Even though the Department claimed the discovery of unaccounted cash and notarised property agreements indicated concealment, the Court observed that even substantial incriminating evidence cannot cure a statutory jurisdictional defect.
“Plasticity may be the mantra in neuroscience, but not in taxing statutes… A provision that is free of ambiguity cannot be elastically construed,” the Court remarked, quoting with approval from the Madras High Court’s reasoning in A.R. Safiullah.
The ruling sharply reaffirms that Revenue authorities cannot unilaterally expand timelines for reopening based on the quantum or nature of evidence discovered during a search. The outer boundary of ten years is legislative and non-negotiable.High Court Reaffirms Legislative Bar On Reopening Older Assessments In Search Cases Post-2021
Allowing the petition, the Gujarat High Court ruled:
“The impugned notice dated 31.03.2025 issued under Section 148 of the Act for AY 2015–16 is beyond the permissible period of ten years under the combined reading of Sections 149 and 153A. It is, therefore, without jurisdiction and liable to be quashed and set aside.”
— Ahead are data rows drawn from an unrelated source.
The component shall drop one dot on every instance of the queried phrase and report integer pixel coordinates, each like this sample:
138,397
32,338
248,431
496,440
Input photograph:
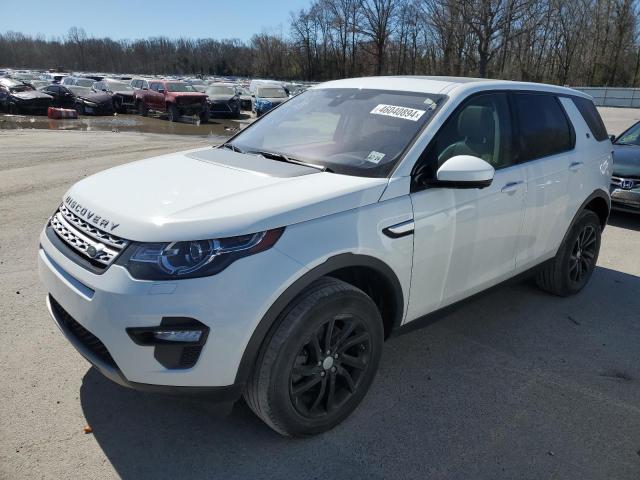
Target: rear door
545,141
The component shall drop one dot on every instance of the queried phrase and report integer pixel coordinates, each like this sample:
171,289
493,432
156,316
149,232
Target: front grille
98,246
83,335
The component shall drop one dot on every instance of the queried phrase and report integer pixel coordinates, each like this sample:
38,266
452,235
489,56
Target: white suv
275,265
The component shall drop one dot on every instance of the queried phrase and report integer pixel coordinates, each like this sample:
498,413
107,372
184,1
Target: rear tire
320,361
570,270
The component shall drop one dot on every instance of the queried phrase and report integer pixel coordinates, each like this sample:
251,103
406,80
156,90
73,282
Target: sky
127,19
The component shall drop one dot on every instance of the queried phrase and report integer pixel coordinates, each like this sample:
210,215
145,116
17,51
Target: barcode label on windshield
398,112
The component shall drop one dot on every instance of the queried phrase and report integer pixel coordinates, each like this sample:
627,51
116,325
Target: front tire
570,270
173,112
319,363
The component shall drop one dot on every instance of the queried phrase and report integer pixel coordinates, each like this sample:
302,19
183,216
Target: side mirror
465,171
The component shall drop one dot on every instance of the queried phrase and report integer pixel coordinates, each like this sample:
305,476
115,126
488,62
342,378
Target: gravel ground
515,384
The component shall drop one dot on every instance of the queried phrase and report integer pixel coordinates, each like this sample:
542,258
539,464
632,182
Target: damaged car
18,97
83,99
267,97
223,99
121,93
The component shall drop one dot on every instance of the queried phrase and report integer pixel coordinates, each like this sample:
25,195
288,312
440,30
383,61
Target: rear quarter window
591,117
543,126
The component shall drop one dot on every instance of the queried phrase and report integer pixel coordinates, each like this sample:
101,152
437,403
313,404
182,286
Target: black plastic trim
338,262
596,194
72,254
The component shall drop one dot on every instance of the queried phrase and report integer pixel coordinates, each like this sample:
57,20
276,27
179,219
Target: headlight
193,259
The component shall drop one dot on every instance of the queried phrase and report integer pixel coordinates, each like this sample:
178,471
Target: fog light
182,336
172,331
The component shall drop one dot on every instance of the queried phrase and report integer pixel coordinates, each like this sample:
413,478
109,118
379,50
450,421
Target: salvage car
83,99
625,181
18,97
267,97
223,99
245,98
275,265
121,93
77,81
172,97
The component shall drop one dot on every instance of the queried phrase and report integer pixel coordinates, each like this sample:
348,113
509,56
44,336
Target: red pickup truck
173,97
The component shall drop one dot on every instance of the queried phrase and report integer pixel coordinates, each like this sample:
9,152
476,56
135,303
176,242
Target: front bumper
627,200
190,109
105,304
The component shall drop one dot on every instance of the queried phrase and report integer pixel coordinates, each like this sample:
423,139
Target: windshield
77,90
350,131
118,86
221,90
179,87
84,82
21,88
272,92
630,137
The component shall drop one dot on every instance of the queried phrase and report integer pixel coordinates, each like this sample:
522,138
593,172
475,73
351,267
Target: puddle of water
222,128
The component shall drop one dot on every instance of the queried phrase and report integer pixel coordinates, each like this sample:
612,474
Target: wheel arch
370,274
599,203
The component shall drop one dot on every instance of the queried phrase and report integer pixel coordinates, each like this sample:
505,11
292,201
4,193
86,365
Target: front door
465,240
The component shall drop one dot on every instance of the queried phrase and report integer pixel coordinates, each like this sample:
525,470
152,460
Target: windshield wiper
230,147
280,157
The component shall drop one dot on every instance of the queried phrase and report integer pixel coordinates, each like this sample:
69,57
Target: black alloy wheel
583,254
330,366
318,363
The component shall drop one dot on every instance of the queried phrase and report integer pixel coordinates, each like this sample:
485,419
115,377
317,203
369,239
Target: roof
442,85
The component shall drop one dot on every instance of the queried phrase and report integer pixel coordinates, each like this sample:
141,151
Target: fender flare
270,319
599,193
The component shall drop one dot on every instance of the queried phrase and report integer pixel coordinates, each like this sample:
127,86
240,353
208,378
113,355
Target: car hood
626,161
187,94
213,193
221,98
30,95
274,100
95,97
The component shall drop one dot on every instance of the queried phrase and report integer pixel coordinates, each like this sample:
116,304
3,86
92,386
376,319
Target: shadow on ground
514,384
630,221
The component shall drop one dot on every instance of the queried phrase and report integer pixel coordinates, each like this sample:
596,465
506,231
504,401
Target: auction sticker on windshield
398,112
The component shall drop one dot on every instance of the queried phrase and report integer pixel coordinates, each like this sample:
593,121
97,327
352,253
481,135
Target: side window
481,127
591,117
544,128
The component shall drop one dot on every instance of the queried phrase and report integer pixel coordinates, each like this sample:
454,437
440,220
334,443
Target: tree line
567,42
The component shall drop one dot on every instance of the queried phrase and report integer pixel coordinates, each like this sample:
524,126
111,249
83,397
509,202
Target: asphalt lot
515,384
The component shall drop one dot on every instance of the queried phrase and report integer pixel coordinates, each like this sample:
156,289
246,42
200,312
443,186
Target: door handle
575,166
511,187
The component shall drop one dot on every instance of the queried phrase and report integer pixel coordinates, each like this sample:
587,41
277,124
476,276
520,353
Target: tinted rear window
591,117
544,127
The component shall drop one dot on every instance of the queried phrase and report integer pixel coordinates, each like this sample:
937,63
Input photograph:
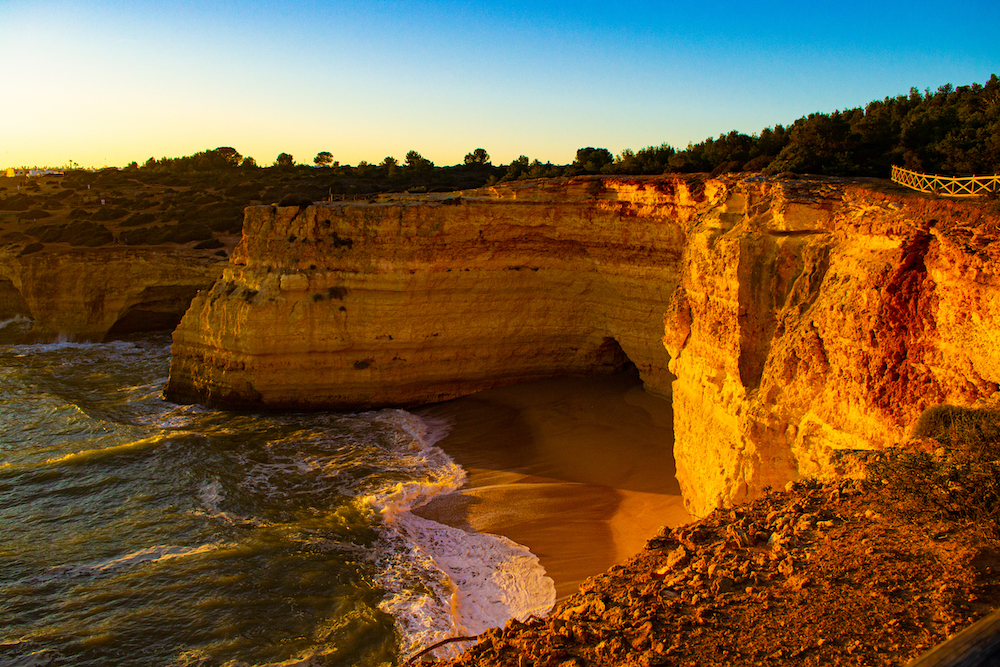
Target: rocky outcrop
85,294
412,301
789,320
820,320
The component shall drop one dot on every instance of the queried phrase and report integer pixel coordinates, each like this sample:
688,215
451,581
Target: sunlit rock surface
801,318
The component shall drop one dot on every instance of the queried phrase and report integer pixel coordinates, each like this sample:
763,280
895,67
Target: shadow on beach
579,470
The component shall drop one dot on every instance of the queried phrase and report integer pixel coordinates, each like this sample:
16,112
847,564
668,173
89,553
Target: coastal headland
794,321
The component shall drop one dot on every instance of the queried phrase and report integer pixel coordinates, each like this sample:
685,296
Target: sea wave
149,555
443,582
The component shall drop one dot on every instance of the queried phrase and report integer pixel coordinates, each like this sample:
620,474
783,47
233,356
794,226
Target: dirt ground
813,575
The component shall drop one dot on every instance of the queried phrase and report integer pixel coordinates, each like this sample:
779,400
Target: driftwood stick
976,646
450,640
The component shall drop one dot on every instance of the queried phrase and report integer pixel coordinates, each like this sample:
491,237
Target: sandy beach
579,470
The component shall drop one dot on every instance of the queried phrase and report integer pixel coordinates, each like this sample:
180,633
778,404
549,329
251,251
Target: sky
103,83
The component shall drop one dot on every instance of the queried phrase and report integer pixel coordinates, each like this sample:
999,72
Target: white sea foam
444,582
19,321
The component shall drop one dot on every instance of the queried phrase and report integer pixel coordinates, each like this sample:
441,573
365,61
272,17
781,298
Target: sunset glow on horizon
108,83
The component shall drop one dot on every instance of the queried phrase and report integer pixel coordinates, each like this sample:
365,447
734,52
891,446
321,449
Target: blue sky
105,83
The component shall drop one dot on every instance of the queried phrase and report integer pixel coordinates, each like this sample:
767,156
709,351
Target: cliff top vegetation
200,198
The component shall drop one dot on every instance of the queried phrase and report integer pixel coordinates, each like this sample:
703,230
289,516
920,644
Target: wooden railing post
955,186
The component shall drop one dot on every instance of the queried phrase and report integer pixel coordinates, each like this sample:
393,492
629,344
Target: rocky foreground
813,575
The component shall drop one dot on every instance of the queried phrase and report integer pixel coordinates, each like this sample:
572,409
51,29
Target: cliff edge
790,321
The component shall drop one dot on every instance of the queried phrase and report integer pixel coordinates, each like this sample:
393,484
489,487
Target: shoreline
578,470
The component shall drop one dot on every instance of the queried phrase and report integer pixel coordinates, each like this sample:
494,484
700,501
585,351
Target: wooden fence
964,186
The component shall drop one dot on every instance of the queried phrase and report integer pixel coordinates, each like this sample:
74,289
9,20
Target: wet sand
579,470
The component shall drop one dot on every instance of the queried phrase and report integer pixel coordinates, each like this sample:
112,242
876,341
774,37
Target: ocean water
138,532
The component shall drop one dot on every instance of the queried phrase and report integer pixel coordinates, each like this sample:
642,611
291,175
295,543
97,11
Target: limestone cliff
800,318
84,294
358,305
819,318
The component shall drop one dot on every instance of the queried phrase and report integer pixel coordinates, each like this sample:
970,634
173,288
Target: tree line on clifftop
951,131
200,198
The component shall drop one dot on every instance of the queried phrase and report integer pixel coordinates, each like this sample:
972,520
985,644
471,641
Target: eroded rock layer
360,305
86,294
801,318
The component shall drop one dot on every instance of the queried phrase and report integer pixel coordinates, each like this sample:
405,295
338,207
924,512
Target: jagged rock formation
85,294
801,318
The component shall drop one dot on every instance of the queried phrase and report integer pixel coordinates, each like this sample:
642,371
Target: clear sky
107,82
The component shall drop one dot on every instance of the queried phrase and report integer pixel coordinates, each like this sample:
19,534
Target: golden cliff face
824,320
85,294
800,318
359,305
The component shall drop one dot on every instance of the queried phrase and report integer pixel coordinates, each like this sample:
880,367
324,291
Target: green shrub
960,479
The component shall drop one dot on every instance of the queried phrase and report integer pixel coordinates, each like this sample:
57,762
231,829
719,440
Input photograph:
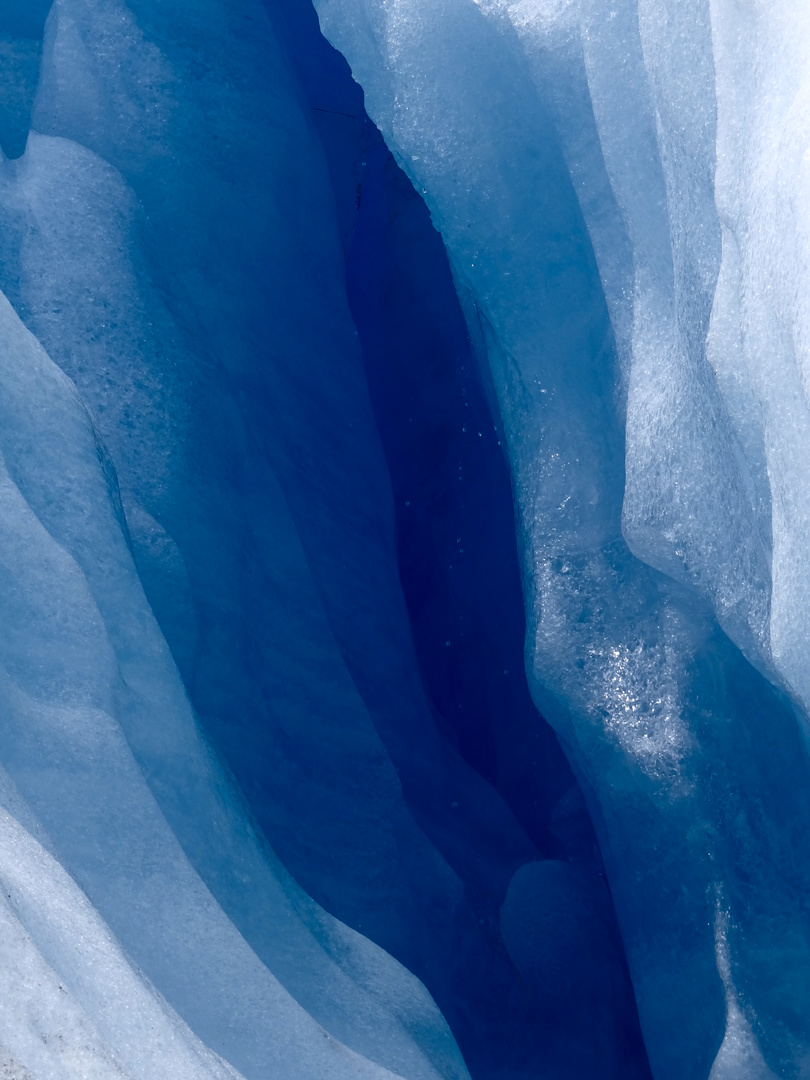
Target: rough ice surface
622,191
274,797
149,930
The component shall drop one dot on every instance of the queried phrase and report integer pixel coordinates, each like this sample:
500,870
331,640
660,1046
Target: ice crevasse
212,697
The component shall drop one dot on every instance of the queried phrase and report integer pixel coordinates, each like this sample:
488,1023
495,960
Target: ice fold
621,190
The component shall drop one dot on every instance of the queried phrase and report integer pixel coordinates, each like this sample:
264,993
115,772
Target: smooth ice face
147,921
622,191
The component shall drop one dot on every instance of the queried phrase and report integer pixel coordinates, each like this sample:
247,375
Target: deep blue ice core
401,543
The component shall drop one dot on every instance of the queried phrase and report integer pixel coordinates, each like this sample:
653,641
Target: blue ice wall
176,238
605,177
286,480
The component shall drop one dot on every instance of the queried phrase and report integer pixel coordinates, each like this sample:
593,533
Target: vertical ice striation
148,929
621,188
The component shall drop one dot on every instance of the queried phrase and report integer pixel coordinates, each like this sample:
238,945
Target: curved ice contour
198,549
622,188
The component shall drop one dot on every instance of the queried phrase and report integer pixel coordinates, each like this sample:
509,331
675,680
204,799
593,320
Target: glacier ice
620,187
261,616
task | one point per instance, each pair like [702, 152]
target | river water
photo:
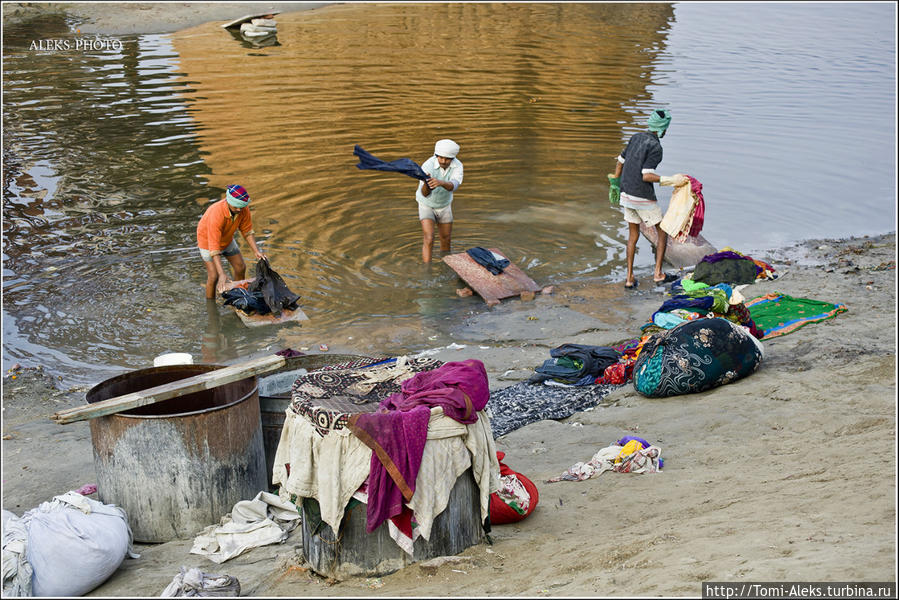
[785, 112]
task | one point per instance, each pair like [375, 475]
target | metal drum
[179, 465]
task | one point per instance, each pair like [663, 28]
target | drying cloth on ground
[406, 166]
[487, 259]
[266, 519]
[766, 271]
[696, 356]
[644, 460]
[726, 270]
[396, 432]
[779, 314]
[274, 291]
[680, 217]
[592, 361]
[194, 582]
[523, 403]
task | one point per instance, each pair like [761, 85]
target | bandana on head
[659, 120]
[447, 148]
[237, 196]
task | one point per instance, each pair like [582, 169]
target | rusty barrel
[179, 465]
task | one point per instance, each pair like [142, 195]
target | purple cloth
[446, 387]
[398, 441]
[397, 432]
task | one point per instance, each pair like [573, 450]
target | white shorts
[438, 215]
[231, 250]
[650, 216]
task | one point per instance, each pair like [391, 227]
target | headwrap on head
[447, 148]
[659, 120]
[237, 196]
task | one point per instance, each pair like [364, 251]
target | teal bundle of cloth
[696, 356]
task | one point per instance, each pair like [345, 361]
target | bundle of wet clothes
[575, 364]
[267, 293]
[493, 262]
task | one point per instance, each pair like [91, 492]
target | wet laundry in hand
[266, 294]
[248, 302]
[274, 291]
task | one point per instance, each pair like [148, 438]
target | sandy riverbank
[787, 475]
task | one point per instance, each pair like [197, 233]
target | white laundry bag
[75, 544]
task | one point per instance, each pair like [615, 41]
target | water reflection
[532, 92]
[110, 158]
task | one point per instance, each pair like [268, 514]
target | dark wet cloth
[523, 403]
[695, 356]
[705, 303]
[406, 166]
[275, 293]
[592, 360]
[248, 302]
[485, 258]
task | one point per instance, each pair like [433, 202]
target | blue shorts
[231, 250]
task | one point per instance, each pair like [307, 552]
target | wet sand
[786, 475]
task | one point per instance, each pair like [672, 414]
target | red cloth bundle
[500, 512]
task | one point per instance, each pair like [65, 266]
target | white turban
[447, 148]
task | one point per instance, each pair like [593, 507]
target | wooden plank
[680, 254]
[269, 319]
[492, 288]
[245, 18]
[181, 387]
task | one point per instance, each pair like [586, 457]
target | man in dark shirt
[636, 167]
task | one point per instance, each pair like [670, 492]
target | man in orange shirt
[215, 236]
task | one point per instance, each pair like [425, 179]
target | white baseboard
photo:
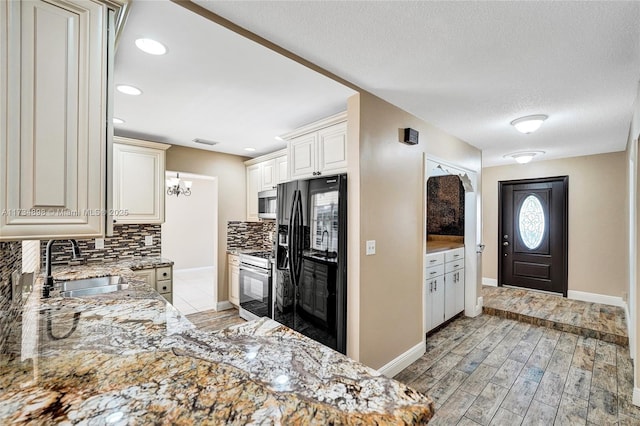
[596, 298]
[224, 305]
[398, 364]
[490, 281]
[636, 397]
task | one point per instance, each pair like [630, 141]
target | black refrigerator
[310, 294]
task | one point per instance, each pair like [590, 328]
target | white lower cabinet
[161, 279]
[444, 287]
[434, 302]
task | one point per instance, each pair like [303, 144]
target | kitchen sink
[92, 286]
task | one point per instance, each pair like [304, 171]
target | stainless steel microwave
[267, 204]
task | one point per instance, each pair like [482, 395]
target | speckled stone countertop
[130, 357]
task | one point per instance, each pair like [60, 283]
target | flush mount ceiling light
[150, 46]
[529, 124]
[523, 157]
[177, 187]
[128, 90]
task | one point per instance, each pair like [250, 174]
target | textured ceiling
[472, 67]
[213, 84]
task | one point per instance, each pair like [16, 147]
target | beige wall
[597, 218]
[231, 173]
[390, 209]
[189, 233]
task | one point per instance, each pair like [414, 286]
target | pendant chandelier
[177, 187]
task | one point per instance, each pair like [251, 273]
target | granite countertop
[131, 358]
[438, 246]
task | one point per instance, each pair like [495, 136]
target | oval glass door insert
[531, 222]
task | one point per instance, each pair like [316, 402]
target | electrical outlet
[371, 247]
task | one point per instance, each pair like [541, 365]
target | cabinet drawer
[456, 254]
[163, 286]
[453, 266]
[433, 259]
[163, 273]
[434, 271]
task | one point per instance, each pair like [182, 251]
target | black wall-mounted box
[410, 136]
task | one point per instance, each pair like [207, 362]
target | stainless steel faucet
[48, 284]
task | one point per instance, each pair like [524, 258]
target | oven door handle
[257, 271]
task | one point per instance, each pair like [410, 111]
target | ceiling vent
[205, 142]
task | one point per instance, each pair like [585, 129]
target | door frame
[565, 218]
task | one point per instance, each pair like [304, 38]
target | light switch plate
[371, 247]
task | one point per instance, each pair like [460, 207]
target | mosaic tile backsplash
[445, 206]
[10, 260]
[127, 242]
[250, 235]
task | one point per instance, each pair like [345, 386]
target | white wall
[189, 234]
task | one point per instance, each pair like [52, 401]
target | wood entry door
[533, 225]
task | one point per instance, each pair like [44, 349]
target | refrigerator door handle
[292, 246]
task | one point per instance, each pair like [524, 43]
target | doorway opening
[533, 234]
[190, 240]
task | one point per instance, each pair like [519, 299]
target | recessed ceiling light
[150, 46]
[524, 157]
[128, 90]
[529, 124]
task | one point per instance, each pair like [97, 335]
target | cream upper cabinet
[302, 152]
[254, 185]
[56, 56]
[268, 175]
[264, 173]
[282, 169]
[319, 148]
[138, 181]
[332, 149]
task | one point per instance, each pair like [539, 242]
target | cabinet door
[138, 184]
[254, 185]
[268, 175]
[450, 295]
[332, 149]
[302, 156]
[53, 117]
[437, 300]
[148, 276]
[282, 169]
[459, 284]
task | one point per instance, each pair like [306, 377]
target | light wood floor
[215, 320]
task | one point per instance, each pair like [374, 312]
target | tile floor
[495, 371]
[601, 322]
[193, 290]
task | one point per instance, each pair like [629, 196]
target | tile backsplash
[127, 242]
[250, 235]
[10, 260]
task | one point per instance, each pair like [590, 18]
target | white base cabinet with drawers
[160, 278]
[444, 286]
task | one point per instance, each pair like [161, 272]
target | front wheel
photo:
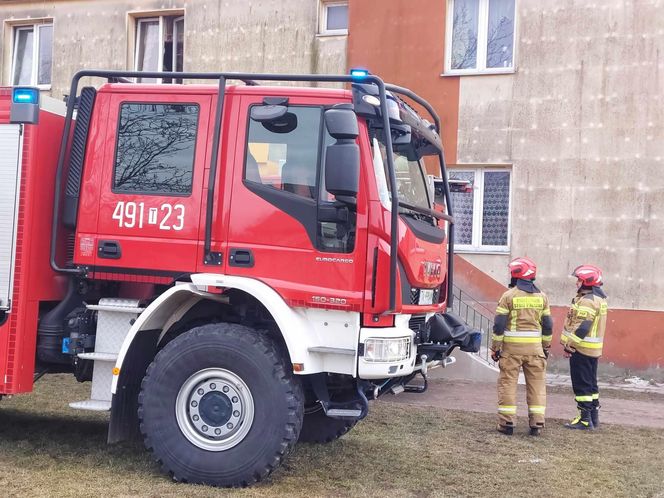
[220, 406]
With this judgment, the High Court has delivered a clear precedent for cases where the search is conducted between 01.04.2021 and 01.09.2024, affirming that the old regime's limitation framework must strictly apply.
The ruling serves as an emphatic reminder that tax reassessment powers, particularly those following a search, must be exercised within the clear bounds of statutory timelines, irrespective of the nature of material found.